その寒さから逃げるように、いつもの図書館に入る。
静かな図書館は、心地が良い。
「…あっ、」
席に座って本を読む君を見つけた。
透明のような目で字を追う君は、とても綺麗で。
本に夢中な君は、僕が君を見つめてることに気付かない。
君の席の斜め前に、向かい合って座る。
近くで見ると、もっと綺麗だ。
「…あ、」
無意識に声が出た。
君が反応して、僕を見る。
「あっ、すみません…その本、この前読んだばっかで…」
君が読んでた本を指差す。
微笑んだ君は、まるで天使のようで。
「あの…隣、座ってもいいですか、?」
そう聞くと、笑顔で頷いてくれた。
隣に座って、君を見る。
「そ、その本面白いですよね…」
緊張して、上手く話せない。
君は突然メモの紙を出して、何かを書き始めた。
“私、言葉が話せないんです”
その字に、どこか孤独感を感じた。
「あっ…そうなんだ…」
君はまた何かを書き出した。
“よくここの図書館来てますよね。

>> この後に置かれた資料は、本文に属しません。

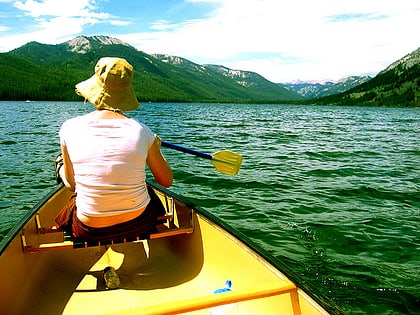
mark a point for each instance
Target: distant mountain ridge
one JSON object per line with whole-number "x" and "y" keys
{"x": 397, "y": 85}
{"x": 319, "y": 89}
{"x": 84, "y": 44}
{"x": 157, "y": 78}
{"x": 49, "y": 72}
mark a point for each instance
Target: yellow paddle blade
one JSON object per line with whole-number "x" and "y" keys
{"x": 227, "y": 162}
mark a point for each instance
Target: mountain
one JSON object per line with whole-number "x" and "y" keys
{"x": 251, "y": 81}
{"x": 49, "y": 72}
{"x": 397, "y": 85}
{"x": 311, "y": 89}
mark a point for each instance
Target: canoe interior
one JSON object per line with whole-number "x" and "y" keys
{"x": 169, "y": 275}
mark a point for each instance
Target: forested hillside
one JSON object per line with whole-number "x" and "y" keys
{"x": 49, "y": 72}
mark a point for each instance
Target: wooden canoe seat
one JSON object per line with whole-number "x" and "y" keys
{"x": 177, "y": 220}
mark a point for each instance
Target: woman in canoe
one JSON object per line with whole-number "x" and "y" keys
{"x": 104, "y": 157}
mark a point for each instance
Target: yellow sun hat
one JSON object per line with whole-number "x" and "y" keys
{"x": 111, "y": 85}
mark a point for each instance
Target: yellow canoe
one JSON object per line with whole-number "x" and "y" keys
{"x": 177, "y": 270}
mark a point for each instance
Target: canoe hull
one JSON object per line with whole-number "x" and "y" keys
{"x": 169, "y": 275}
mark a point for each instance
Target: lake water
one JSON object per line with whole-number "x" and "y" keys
{"x": 332, "y": 192}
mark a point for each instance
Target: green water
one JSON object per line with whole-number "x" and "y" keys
{"x": 332, "y": 192}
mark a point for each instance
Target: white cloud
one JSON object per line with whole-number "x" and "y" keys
{"x": 327, "y": 39}
{"x": 79, "y": 8}
{"x": 283, "y": 41}
{"x": 55, "y": 21}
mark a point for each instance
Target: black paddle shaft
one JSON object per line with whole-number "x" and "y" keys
{"x": 186, "y": 150}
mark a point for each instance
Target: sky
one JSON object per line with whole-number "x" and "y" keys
{"x": 284, "y": 41}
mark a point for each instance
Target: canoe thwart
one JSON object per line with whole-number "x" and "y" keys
{"x": 177, "y": 220}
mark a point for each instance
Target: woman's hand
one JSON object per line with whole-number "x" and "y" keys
{"x": 158, "y": 165}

本好きなんですか?”
「うん、本読んでると心が静まる感じがして…」
君のことが気になって…なんて言えるわけない。
“私も好きなんです”
本のことだなんて分かってる。
でも少しだけ、
君の「好き」という文字にドキドキした自分がいた。
会話が途切れて、また本を読み始めた君。
君が夢中なのは本。そんなのは理解してる。
でも今は、今だけ、この瞬間だけは、
“君に夢中になってもいいですか”
心の中で文字にした。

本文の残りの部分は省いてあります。